This has been an amazing read. My Kindle told me I had over a hundred highlights and annotations, but even by the first five chapters, I knew there would be no way for me to do Zero Ri$k justice in a single, simply little review. A fantastic and well-written debut novel from Simon Hayes, engrossing and dark, this has certainly been a gripping novel that kept me up at night. If you enjoy detailed scenes and characters, escape-room-worthy riddles, and a good financial and cyber-thriller, Zero Ri$k is one I'd recommend. You'll fall in and climb out only when the noon sun pokes for the midnight moon to wake.
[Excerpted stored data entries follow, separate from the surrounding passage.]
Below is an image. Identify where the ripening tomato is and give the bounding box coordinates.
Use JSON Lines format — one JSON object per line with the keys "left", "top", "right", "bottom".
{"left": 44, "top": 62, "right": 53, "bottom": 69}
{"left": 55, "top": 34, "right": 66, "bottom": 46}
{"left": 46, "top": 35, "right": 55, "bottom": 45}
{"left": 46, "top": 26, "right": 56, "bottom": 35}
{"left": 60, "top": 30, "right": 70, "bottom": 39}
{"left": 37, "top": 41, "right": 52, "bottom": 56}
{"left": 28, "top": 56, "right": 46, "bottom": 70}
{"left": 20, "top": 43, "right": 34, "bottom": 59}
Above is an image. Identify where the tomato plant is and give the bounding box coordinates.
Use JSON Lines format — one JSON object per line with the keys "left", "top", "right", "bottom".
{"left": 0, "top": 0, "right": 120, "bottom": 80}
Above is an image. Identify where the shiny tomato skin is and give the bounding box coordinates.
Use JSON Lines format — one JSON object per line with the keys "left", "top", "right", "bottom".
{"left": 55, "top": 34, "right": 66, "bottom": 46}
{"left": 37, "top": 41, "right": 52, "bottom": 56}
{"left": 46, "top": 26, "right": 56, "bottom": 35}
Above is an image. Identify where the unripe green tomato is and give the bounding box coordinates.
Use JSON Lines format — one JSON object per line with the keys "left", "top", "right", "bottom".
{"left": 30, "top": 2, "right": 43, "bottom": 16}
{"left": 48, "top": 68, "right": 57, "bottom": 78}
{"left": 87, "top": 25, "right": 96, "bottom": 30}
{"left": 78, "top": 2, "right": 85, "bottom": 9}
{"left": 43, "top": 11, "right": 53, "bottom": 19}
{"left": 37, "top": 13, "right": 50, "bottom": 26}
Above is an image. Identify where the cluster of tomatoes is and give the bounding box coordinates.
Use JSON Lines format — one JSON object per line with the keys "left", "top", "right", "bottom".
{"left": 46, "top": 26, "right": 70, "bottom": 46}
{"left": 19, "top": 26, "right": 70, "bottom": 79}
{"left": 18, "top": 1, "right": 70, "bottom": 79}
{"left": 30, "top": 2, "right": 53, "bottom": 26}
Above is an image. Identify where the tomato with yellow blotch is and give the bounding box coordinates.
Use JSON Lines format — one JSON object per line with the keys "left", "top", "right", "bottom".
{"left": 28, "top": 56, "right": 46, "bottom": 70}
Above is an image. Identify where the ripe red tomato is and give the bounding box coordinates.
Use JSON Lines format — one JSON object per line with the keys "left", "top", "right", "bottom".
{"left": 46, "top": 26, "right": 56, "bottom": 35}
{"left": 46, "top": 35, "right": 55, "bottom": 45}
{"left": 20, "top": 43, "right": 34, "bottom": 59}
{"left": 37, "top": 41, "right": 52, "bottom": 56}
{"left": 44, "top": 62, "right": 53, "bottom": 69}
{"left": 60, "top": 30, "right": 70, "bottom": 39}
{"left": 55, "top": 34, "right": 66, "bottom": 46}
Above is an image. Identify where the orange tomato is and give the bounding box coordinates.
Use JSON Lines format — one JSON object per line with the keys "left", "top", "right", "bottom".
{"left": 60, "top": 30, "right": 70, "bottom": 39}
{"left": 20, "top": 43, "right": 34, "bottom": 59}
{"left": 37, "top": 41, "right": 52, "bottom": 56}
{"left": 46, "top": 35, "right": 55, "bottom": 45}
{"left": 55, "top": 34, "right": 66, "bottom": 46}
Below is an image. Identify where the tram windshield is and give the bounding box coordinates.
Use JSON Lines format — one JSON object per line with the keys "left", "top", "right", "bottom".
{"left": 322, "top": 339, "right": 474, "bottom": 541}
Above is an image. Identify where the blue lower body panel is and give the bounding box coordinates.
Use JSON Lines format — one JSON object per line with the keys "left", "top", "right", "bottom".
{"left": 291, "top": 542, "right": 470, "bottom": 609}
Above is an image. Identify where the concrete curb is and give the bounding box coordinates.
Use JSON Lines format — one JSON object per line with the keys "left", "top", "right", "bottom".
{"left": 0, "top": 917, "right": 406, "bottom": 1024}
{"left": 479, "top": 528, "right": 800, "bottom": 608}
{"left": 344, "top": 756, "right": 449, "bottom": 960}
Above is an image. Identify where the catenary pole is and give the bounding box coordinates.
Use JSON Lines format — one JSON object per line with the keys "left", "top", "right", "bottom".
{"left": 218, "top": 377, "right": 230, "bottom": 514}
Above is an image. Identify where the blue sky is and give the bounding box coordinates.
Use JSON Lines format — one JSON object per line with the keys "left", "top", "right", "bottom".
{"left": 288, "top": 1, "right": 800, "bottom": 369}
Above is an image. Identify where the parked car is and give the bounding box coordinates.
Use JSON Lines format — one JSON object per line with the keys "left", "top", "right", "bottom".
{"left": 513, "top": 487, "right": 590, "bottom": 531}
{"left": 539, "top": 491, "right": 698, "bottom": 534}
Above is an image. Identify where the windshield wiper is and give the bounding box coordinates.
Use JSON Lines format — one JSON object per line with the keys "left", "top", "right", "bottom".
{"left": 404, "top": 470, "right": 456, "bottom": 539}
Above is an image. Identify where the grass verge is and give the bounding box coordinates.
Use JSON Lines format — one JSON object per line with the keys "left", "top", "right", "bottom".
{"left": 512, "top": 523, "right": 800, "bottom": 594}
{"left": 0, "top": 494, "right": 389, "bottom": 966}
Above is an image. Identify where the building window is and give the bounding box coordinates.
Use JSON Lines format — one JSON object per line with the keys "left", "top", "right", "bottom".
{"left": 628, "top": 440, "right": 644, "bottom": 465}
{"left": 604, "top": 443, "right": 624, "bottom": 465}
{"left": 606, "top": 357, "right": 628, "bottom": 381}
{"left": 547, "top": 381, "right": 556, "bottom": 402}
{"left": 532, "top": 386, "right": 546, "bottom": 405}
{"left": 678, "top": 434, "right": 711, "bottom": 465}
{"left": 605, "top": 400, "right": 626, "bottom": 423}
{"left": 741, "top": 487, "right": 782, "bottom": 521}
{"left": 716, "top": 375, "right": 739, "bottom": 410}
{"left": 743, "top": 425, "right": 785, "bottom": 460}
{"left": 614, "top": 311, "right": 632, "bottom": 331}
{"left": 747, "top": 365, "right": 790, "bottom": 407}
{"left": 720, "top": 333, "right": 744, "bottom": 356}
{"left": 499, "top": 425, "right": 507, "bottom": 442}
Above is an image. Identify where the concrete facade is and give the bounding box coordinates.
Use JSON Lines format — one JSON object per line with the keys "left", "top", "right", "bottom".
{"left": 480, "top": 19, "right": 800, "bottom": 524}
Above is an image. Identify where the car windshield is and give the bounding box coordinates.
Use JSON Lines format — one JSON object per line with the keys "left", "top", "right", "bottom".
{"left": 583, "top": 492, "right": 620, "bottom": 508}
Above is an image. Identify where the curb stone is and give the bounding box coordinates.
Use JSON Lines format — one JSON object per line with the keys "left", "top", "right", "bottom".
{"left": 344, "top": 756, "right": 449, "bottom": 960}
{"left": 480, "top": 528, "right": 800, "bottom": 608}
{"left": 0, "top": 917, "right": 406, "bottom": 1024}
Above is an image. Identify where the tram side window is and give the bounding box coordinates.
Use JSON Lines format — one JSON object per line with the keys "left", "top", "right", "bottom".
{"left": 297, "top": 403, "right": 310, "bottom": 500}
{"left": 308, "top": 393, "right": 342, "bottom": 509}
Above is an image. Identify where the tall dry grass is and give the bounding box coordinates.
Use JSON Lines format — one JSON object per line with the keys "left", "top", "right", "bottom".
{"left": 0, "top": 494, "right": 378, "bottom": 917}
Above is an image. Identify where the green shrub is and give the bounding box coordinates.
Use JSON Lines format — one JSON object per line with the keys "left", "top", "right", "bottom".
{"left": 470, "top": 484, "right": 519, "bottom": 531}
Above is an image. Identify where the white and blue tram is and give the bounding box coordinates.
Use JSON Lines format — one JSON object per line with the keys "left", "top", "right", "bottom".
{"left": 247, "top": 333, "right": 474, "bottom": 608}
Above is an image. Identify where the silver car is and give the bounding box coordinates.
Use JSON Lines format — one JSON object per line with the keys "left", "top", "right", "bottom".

Simon Hayes is an award-winning former headhunter and investment banker. His finance career took him from his home city London, where he was a top-ranked securities analyst in the Institutional Investor and Extel surveys, to the US, Hong Kong and Japan. Search led Simon back to Tokyo, where he was recognised as the "Best Headhunting Executive" in Japan by Asiamoney then, as head of a leading London-based Financial Services practice, into the City's most exclusive boardrooms. He wrote Zero Risk, his first novel, whilst creating the rubriqs people skills system, and he spent much of 2023 in Zimbabwe on a major fraud case. Born and raised in West London, Simon was the first member of his family to attend university, graduating from Trinity Hall, Cambridge with a degree in Law.